If the facility purchased single-patient-use devices, no cleaning would be required. While PATRANs are impervious to most disinfectants, disposal should cost less than cleaning.
|One PATRAN per each of 3,000 patients x $4 each||= $12,000|
|100 PATRANs lost to early disposal x $4 each||= $400|
Total first year cost if PATRAN single-patient-use devices =$12,400
Result: The task force realized that the $12,400 cost of PATRANs subtracted from the $40,000 workers’ compensation reduction goal would result in a $27,600 first-year savings. PATRANs would pay for themselves right away. The facility would only buy what it needs for a week to a month so there are no large upfront costs.
The 100-bed hospital included 70 private or semi-private patient rooms. Therefore, the facility would have to purchase 210 of the portable, multiple-patient-use devices to have enough on hand for patient rooms while others were sent to be laundered. The task force recognized multiple-patient-use devices would need to be cleaned after each patient to prevent cross infection.
|Initial purchase of 210 devices costing $100 each||= $21,000|
|Cleaning costs at $2 per cleaning x 3,000||= $6,000|
|Replacing estimated 100 lost or stained devices x $100||= $10,000|
Total first year cost of multiple-patient-use device = $37,000
Result: At $40,000 savings, it will take nearly a year to pay for the investment. The task force decided against making its initial recommendation for multiple-patient-use devices due to concerns about storage and convenience. Those devices could be considered later as specialty items, the group decided.

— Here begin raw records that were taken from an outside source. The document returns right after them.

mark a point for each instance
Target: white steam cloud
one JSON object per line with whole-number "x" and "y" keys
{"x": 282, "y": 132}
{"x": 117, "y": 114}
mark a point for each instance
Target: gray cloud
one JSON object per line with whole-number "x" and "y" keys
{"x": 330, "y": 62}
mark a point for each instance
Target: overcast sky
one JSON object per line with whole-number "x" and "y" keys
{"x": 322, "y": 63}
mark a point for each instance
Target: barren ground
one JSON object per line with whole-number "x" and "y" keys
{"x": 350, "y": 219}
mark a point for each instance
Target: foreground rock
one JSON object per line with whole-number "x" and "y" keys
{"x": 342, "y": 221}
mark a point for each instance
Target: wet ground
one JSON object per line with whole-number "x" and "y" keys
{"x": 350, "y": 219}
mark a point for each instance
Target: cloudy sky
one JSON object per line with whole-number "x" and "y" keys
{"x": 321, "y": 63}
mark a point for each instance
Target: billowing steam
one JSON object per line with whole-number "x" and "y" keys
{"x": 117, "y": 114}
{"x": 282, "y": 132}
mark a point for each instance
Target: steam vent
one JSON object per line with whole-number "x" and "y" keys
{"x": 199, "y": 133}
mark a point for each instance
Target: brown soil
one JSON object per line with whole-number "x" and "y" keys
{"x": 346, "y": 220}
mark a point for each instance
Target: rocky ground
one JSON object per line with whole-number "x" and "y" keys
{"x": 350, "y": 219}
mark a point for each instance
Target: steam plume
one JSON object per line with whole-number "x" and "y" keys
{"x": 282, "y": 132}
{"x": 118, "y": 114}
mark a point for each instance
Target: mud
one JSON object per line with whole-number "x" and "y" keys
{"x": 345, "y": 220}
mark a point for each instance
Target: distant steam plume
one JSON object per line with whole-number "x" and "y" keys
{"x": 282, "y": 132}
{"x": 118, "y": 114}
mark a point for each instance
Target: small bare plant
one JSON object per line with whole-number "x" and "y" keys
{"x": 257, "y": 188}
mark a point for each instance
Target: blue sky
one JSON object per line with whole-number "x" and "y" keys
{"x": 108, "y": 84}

The installation costs for ceiling lifts come in at upward of $12,000 per patient room. Multiple slings would need to be purchased for each lift, some slings could be in the room while other were being laundered.
|Initial purchase of 70 lifts x $12,000 each||= $840,000|
|Three slings per lift = 210 slings x $100 each||= $21,000|
|Cleaning costs of $2 x 3,000 patients||= $6,000|
|Replacing 100 lost or stained slings x $100 each||= $10,000|
Total first year cost of ceiling lift device = $877,000
Result: It will take more than 20 years to pay for the investment of ceiling lifts and slings. However, the task force knew that some lifts would be needed. If considered, savings from injured caregiver treatment, lost and restricted work days, and other personnel related costs, will accelerate the payback time. The group also found that some caregiver injuries cost hundreds of thousands of dollars.

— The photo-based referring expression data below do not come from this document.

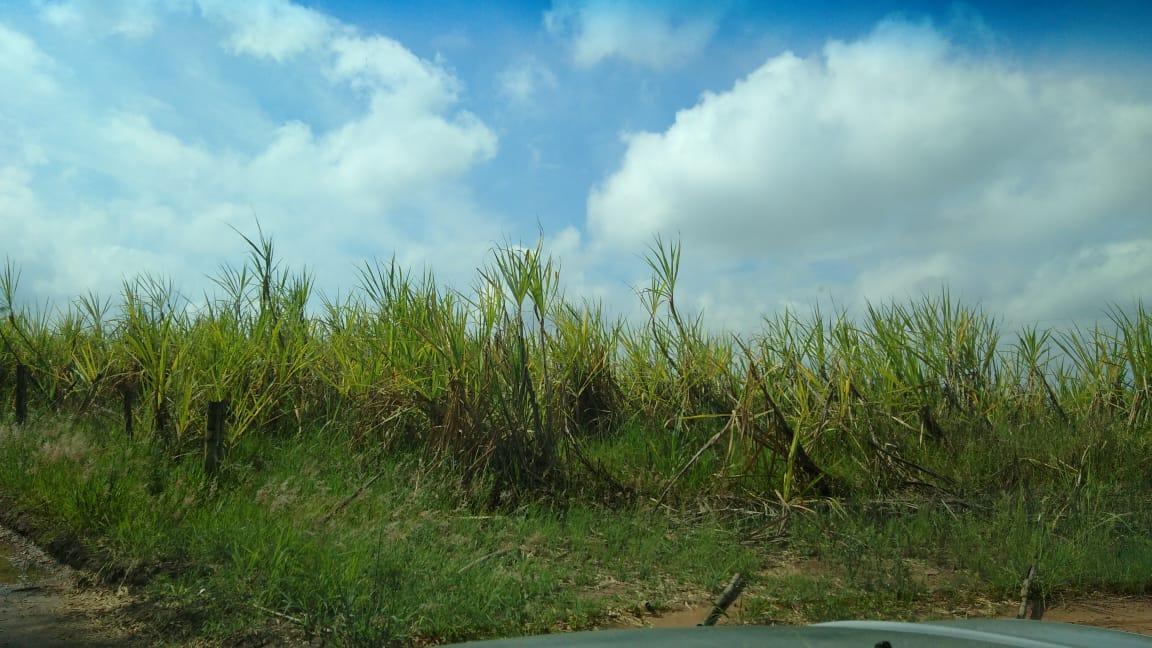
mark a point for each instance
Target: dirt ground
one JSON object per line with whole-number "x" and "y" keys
{"x": 1129, "y": 615}
{"x": 43, "y": 603}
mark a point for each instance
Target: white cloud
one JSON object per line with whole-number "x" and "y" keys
{"x": 657, "y": 35}
{"x": 887, "y": 165}
{"x": 521, "y": 82}
{"x": 108, "y": 175}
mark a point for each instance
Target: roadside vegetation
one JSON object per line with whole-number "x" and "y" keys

The task force decided to recommend PATRANs due to their low cost and versatility.
PATRANs offered the fastest return on investment and even cost less than cleaning and replacing the multiple-patient-use devices. Additionally, PATRANs are small and can be stored in the room near the patient. Being close at hand results in higher compliance. The task force realized the same PATRAN used to transfer a patient onto a cart could be sent with that patient to X-ray or other departments to be used for transfers.
Still, the task force thought some of the devices offered different desirable advantages. The group knew the low cost of PATRANs would give it flexibility to change its recommendation or add devices in the future. If the facility started with PATRANs, it could save money right away. If the task force wanted to buy additional devices, it could do so out of those savings. Therefore, the task force recommended PATRANs.